Brain Implant Helps Restore Movement for Paralyzed Patient, Researchers Say


There is a new tiny device that can be implanted in the motor cortex that allows man with quadriplegia to make intricate movements. Isn't this amazing? Scientists are breaking ground immensely in a decades long effort to restore movement to people with spinal-cord injuries.

A quadriplegic patient called Ian Burkhart,24, wasn't always quadriplegic he became quadriplegic five years ago after a diving accident. After the accident messages from his brain to his limbs couldn't get to other parts of his body due to damage in his spinal cord.

How does this thing work you may ask? Researchers from Ohio State University implanted a tiny device in Burkhart's motor cortex, the part of the brain that controls movement. The device acts as  a neural bypass, picking up the brain signals and sending them to a computer that decodes them. He imagines the movement, the brain signal is transmitted and decoded and the electrical stimulation is delivered to the muscles using a sleeve embedded with electrodes that wraps around his arm.
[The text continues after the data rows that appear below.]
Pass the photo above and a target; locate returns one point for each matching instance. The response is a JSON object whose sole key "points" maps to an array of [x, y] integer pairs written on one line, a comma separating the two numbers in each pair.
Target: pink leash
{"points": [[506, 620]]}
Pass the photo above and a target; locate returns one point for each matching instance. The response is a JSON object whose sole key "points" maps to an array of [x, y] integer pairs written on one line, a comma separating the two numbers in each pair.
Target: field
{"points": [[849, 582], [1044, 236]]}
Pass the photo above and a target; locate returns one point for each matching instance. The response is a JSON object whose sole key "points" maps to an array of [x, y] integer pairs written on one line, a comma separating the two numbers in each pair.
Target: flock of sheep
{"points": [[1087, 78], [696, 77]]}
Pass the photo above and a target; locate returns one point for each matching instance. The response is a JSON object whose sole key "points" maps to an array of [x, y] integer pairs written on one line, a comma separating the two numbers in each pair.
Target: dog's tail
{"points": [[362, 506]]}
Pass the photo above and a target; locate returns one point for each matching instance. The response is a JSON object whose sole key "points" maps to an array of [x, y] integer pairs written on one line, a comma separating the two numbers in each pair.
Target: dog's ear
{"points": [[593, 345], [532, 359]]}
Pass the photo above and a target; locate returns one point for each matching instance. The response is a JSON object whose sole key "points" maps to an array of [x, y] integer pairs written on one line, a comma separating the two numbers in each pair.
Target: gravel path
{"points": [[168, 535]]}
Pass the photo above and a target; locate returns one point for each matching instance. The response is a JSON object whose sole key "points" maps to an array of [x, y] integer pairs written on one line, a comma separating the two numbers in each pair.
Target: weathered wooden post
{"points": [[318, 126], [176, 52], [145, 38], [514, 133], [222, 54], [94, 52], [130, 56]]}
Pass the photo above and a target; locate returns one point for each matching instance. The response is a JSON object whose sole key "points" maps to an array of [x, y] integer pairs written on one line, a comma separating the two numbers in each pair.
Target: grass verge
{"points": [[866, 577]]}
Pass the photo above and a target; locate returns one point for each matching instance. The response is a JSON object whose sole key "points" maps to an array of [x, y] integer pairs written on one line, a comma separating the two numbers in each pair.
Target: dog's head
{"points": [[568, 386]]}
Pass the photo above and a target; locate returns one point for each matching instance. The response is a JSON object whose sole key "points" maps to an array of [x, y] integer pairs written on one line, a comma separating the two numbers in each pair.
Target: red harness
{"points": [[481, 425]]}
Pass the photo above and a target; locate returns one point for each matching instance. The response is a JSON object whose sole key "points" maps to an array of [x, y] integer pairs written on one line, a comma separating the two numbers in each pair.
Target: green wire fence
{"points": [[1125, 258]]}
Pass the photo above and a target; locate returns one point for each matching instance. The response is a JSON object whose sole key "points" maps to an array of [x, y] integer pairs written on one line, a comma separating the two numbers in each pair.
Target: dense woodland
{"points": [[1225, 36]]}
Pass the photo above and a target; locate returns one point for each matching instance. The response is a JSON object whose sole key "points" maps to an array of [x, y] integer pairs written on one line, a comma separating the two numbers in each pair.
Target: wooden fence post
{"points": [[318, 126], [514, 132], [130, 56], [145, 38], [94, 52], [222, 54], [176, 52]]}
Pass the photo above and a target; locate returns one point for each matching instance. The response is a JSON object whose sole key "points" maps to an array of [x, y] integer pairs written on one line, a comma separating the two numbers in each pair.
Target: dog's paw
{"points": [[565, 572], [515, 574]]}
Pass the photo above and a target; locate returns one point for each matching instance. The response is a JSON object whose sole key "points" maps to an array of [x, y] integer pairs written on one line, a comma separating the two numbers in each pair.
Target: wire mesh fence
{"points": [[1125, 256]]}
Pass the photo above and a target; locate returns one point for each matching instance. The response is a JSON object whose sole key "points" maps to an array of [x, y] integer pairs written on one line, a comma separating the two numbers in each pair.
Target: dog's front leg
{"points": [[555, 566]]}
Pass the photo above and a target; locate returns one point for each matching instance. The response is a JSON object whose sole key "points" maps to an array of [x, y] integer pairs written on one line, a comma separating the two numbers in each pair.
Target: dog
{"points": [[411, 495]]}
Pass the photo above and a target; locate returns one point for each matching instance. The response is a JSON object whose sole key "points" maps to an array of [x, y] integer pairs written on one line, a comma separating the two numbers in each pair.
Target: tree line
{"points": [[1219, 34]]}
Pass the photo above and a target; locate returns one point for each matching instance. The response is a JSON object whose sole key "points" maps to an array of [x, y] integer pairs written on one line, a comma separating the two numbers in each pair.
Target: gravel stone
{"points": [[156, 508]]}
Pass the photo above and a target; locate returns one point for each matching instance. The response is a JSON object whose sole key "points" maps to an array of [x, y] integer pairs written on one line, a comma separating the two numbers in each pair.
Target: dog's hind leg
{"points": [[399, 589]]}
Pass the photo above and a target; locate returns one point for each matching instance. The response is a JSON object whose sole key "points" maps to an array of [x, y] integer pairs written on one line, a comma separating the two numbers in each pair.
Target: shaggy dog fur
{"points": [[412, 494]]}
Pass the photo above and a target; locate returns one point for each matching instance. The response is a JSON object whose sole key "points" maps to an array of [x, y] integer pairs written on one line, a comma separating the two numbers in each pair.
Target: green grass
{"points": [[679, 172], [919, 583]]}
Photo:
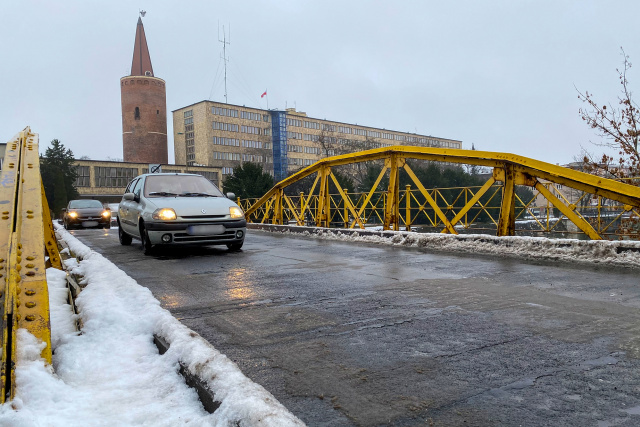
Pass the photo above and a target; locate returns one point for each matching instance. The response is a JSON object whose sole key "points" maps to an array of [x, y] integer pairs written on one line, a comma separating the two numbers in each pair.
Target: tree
{"points": [[619, 126], [58, 175], [248, 181]]}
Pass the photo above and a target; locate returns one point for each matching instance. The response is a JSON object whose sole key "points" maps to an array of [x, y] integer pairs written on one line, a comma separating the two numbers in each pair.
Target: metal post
{"points": [[346, 210], [507, 222], [407, 216]]}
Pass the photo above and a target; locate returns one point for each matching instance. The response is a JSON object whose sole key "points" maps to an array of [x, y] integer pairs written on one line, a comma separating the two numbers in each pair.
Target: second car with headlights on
{"points": [[178, 208], [86, 213]]}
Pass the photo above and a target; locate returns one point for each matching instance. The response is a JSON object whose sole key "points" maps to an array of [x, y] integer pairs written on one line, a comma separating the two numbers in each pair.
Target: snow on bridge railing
{"points": [[27, 248]]}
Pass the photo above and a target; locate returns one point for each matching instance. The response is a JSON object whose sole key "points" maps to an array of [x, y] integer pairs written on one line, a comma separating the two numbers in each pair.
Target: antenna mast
{"points": [[224, 55]]}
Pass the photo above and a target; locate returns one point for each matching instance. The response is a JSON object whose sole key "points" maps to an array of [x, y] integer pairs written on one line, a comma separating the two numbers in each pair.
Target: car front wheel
{"points": [[147, 247], [124, 238]]}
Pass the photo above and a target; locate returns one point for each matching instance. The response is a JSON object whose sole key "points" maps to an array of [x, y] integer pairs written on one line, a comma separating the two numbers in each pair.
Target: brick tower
{"points": [[144, 108]]}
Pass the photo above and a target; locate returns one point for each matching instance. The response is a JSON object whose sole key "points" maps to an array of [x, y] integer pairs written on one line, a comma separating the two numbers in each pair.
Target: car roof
{"points": [[168, 174]]}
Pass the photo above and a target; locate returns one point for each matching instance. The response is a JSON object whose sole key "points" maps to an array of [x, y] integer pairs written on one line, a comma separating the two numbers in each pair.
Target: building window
{"points": [[228, 127], [83, 179], [228, 112], [114, 177]]}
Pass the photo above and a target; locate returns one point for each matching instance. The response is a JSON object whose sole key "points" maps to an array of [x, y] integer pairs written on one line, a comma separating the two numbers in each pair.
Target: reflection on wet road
{"points": [[359, 334]]}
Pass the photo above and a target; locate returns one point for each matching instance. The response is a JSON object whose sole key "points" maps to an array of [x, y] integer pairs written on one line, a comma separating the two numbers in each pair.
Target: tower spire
{"points": [[141, 65]]}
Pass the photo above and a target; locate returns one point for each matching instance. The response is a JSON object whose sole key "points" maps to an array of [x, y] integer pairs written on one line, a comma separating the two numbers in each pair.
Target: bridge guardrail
{"points": [[27, 247]]}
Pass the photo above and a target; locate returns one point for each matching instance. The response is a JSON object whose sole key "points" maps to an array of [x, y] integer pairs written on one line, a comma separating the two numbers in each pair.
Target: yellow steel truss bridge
{"points": [[597, 208]]}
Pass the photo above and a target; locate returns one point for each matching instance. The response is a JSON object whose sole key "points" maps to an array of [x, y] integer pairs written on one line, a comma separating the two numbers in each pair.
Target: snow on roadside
{"points": [[112, 373], [614, 253]]}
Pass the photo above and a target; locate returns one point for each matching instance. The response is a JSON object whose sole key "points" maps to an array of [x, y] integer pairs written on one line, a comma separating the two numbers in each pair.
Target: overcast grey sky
{"points": [[498, 74]]}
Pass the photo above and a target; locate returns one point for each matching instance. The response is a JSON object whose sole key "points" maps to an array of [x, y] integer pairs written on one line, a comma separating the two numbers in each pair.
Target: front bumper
{"points": [[89, 222], [233, 232]]}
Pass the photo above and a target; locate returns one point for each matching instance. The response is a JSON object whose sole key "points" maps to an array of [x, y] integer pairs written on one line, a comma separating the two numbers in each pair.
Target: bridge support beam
{"points": [[507, 221]]}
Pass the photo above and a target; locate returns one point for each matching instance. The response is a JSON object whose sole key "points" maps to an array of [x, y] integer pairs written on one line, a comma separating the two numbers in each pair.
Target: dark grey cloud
{"points": [[498, 74]]}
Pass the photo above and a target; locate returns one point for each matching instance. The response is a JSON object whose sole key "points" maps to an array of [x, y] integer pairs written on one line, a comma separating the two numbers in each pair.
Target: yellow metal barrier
{"points": [[600, 203], [27, 247]]}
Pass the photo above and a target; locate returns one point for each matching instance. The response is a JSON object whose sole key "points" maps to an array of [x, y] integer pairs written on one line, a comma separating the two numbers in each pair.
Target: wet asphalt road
{"points": [[359, 334]]}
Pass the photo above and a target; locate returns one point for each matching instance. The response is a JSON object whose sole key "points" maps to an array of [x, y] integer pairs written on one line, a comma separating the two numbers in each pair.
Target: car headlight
{"points": [[165, 214], [236, 212]]}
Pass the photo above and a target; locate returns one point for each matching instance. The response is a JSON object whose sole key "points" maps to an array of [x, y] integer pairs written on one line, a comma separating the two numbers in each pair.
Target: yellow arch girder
{"points": [[510, 169]]}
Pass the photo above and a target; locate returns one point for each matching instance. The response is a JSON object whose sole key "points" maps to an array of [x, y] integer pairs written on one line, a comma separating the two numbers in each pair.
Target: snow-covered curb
{"points": [[112, 373], [616, 253]]}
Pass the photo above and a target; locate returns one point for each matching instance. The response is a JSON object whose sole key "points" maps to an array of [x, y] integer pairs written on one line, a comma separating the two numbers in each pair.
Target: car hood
{"points": [[194, 206], [88, 211]]}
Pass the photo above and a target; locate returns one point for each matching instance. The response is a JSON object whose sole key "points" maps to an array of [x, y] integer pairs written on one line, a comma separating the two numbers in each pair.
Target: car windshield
{"points": [[80, 204], [180, 185]]}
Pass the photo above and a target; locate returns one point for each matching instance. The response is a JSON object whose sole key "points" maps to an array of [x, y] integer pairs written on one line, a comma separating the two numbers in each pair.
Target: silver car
{"points": [[179, 208]]}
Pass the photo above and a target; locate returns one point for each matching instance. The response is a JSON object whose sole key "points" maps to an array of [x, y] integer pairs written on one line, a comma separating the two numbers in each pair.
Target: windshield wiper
{"points": [[198, 195], [162, 193]]}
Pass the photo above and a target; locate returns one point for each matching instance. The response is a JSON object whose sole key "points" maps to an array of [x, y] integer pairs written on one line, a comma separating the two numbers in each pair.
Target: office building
{"points": [[224, 135]]}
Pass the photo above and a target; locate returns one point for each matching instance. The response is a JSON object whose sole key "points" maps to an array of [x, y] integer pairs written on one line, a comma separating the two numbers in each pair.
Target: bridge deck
{"points": [[357, 334]]}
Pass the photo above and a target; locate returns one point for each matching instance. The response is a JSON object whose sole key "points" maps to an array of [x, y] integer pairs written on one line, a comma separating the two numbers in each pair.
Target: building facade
{"points": [[224, 135], [106, 180], [144, 108]]}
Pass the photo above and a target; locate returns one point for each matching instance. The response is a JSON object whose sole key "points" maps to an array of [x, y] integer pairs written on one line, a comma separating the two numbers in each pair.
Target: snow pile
{"points": [[112, 373], [619, 253]]}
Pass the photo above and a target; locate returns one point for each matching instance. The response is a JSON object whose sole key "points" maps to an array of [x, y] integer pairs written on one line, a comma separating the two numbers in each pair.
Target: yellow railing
{"points": [[594, 206], [27, 248]]}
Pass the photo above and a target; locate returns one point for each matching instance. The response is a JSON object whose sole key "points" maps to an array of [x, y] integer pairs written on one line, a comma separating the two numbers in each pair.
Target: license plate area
{"points": [[205, 230]]}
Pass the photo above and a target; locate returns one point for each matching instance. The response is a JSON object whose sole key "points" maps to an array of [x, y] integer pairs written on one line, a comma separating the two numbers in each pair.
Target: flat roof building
{"points": [[282, 141]]}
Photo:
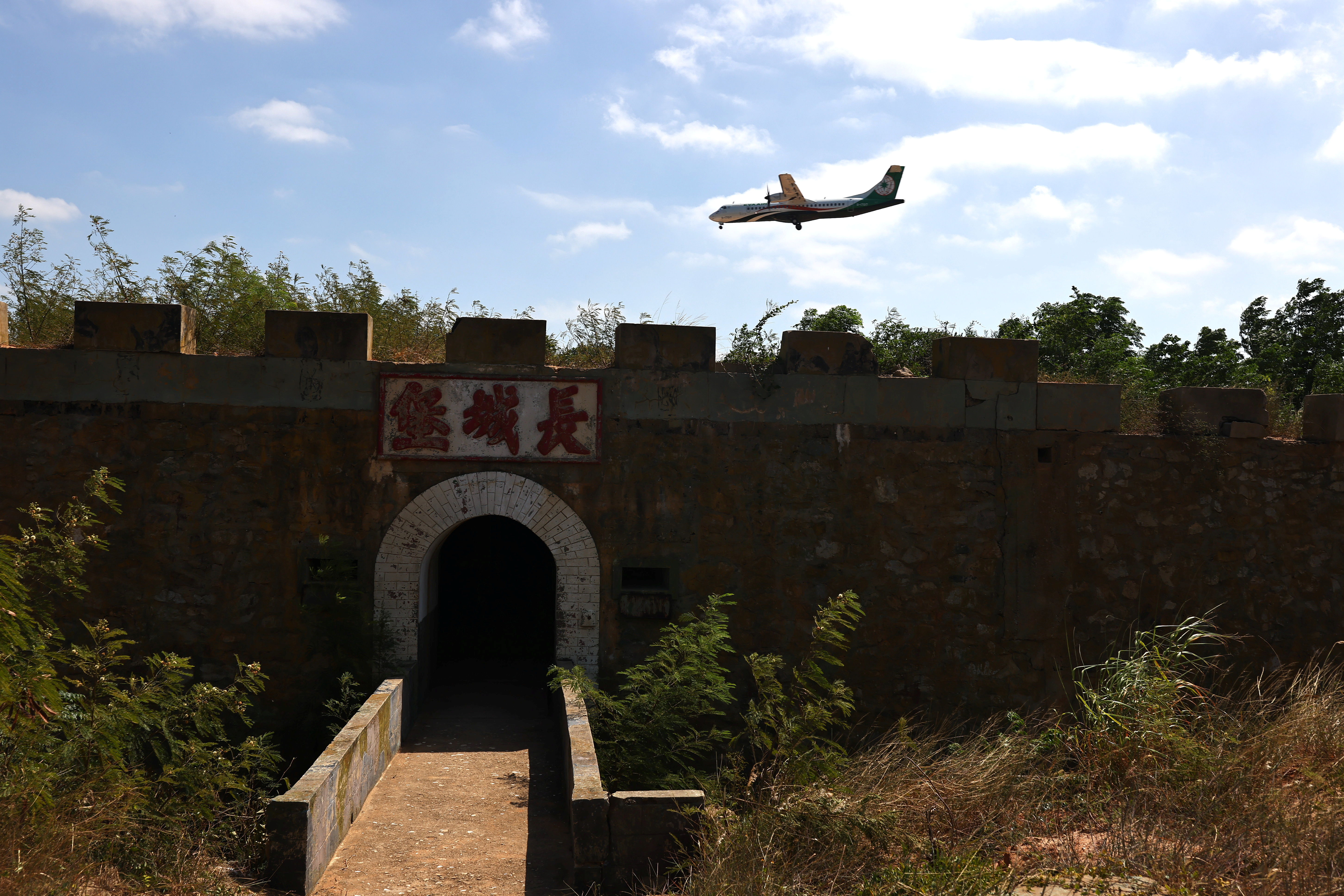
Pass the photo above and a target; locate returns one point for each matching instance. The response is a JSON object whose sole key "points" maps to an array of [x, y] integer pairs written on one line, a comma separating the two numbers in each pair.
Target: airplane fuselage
{"points": [[788, 213], [790, 207]]}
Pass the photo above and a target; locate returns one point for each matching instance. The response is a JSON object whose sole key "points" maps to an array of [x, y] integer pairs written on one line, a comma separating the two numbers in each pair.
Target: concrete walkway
{"points": [[471, 805]]}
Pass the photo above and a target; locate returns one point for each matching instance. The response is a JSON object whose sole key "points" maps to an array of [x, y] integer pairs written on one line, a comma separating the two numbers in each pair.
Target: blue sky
{"points": [[1186, 155]]}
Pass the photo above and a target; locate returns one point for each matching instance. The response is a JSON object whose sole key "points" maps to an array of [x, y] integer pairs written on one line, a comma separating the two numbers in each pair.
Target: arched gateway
{"points": [[404, 577]]}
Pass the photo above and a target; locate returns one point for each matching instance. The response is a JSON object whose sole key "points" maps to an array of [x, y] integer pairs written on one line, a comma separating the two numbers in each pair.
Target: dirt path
{"points": [[471, 805]]}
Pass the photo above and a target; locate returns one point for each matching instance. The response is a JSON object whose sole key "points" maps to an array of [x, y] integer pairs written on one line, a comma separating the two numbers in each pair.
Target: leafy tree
{"points": [[1086, 336], [842, 319], [1214, 361], [900, 347], [1304, 335]]}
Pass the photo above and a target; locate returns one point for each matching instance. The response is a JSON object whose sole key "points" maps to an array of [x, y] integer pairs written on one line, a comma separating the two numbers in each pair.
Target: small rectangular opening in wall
{"points": [[646, 579], [329, 581]]}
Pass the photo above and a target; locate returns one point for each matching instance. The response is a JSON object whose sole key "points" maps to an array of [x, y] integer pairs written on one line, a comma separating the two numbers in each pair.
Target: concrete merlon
{"points": [[1323, 418], [961, 358], [662, 347], [1078, 408], [492, 340], [135, 327], [824, 352], [115, 378], [1206, 409], [306, 825], [334, 336]]}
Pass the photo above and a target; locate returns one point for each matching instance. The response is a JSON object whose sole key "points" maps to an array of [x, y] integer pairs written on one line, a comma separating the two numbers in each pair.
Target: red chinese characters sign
{"points": [[499, 418]]}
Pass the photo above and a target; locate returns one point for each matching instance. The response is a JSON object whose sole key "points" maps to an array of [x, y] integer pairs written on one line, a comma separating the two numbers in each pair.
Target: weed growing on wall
{"points": [[1166, 776], [662, 729], [113, 772], [662, 725], [755, 350]]}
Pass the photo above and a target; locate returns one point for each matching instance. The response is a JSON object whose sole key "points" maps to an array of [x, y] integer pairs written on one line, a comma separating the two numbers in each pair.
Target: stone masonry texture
{"points": [[986, 558]]}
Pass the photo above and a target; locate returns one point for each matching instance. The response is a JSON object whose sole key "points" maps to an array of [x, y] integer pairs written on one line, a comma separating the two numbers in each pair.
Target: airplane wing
{"points": [[791, 190]]}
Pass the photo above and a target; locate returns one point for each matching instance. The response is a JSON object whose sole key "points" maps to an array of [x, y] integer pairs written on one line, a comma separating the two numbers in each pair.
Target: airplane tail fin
{"points": [[885, 191], [791, 190]]}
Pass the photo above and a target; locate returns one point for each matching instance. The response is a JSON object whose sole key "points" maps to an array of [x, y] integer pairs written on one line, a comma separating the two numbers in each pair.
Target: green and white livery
{"points": [[791, 207]]}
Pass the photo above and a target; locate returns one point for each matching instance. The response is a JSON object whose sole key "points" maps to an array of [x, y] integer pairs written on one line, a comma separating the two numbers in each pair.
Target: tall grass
{"points": [[1237, 789]]}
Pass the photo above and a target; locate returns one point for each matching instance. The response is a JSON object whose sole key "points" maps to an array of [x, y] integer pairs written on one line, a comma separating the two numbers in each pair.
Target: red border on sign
{"points": [[382, 420]]}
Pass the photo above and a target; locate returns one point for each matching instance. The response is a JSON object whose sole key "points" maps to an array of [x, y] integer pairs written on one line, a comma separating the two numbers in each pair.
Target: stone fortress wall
{"points": [[994, 526]]}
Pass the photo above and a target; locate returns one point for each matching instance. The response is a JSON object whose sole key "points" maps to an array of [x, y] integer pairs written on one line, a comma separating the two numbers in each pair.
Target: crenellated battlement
{"points": [[988, 520]]}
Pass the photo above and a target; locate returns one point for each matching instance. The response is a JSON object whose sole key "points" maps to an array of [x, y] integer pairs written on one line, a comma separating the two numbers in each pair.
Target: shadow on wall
{"points": [[497, 604]]}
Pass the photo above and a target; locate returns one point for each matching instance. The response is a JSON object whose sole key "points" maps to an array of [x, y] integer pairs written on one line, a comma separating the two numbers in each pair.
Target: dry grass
{"points": [[96, 851], [1237, 794]]}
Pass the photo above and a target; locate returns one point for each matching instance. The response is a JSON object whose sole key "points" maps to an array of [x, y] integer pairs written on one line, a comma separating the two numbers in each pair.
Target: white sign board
{"points": [[503, 418]]}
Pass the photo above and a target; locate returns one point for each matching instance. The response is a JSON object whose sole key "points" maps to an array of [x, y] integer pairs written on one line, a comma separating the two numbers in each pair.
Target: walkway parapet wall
{"points": [[625, 839], [307, 824]]}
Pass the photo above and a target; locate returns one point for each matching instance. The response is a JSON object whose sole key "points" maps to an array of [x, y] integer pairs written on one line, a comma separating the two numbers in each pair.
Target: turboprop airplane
{"points": [[791, 207]]}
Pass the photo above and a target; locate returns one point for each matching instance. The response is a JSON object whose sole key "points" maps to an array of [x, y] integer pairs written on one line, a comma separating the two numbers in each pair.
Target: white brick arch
{"points": [[405, 573]]}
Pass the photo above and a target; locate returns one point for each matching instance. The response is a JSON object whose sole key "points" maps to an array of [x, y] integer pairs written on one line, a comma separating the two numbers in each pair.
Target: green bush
{"points": [[662, 727], [113, 770]]}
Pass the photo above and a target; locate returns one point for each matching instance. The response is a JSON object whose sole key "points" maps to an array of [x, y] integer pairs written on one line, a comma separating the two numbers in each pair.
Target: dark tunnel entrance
{"points": [[497, 604]]}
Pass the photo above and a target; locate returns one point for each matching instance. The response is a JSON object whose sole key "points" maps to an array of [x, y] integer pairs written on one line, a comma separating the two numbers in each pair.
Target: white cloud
{"points": [[1334, 148], [1303, 248], [1156, 272], [931, 46], [560, 202], [811, 261], [1042, 205], [588, 234], [682, 61], [698, 260], [693, 135], [1175, 6], [288, 121], [511, 25], [1007, 246], [42, 207], [257, 19]]}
He was able to grasp a bottle, and picking up a stick while stirring the contents in a jar.

Spinal- cord injuries affect approximately 150,000 people in the U.S. and not all of them are elegible to use such a device. While they discovered all this and so many people need help they actually lack funds to keep going with this research. It has actually been a challenge for the university to find successful business models to commercialize brain-computer technology, even when experiments demonstrate the difference restoring function can make in peoples lives.

I think that that is preposterous since the results show that the experiment does work. But I guess business man want results now and it will be a long time for such treatments to be available and affordable for everyone to use.

http://www.wsj.com/articles/brain-implant-helps-restore-movement-for-paralyzed-patient-researchers-say-1460566801

1 comment:

  1. I also think that they should keep the research going, even though it is just one person there's more people in need of assistance.